Dutch coach wary of killer Olympic climb

by Agence France-Presse at 7:28 AM EST   comments
Categories: Pro Cycling
 
Dutch cycling coach Egon Kessel is under no illusions about the course for the men's Olympic road race course that will crown one of the Games' first champions on Saturday.

"I know the course from last year's Good Luck Beijing event. I rode the course in a following car at the under-23 race, and I must say this is the toughest course I've ever seen at a tournament event," said Kessel.

Italy's Paolo Bettini will put his Olympic title on the line in the 245km race against the likes of Alejandro Valverde of Spain, Germany's Stefan Schumacher, Luxemburger Kim Kirchen and a strong Australian contingent.

Kessel is hoping his team's big hope, youngster Robert Gesink, has the tools to keep pace on what will likely become a race of attrition - made all the harder by a hilly 23.8km loop to be raced seven times and potentially oppressive atmospheric conditions.

But he admits the main climb on the race has been made to look too easy. "The climb is especially hard," added the Dutchman. "In the road book it says it has an average climbing gradient of four percent, but that is because there's a little knick that goes downhill. The climb itself is much tougher than four percent."

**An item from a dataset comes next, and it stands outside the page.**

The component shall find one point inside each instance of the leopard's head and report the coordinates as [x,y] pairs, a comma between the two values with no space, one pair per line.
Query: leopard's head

The Dutch are among the privileged nations with five team members and hope to use that to keep Gesink in the mix - although their strategy could change mid-race to favour Karsten Kroon.

"Robert is our team leader and will be protected but it depends on how the race unfolds," said Kessel. "If the race is slow and there's a big group going into the final laps Karsten will have a chance. If it's a hard race with only a few riders up front at the end we hope to have Gesink still there."

He admits that Bettini and Valverde's respective teams will start as the big favourites, but said that Luxembourg trio Frank and Andy Schleck and Kirchen could cause an upset. "The Italians and the Spaniards have the strongest teams. Luxembourg are the outsiders. It's incredible. They only have just over 400,000 inhabitants and they come here with three world class riders."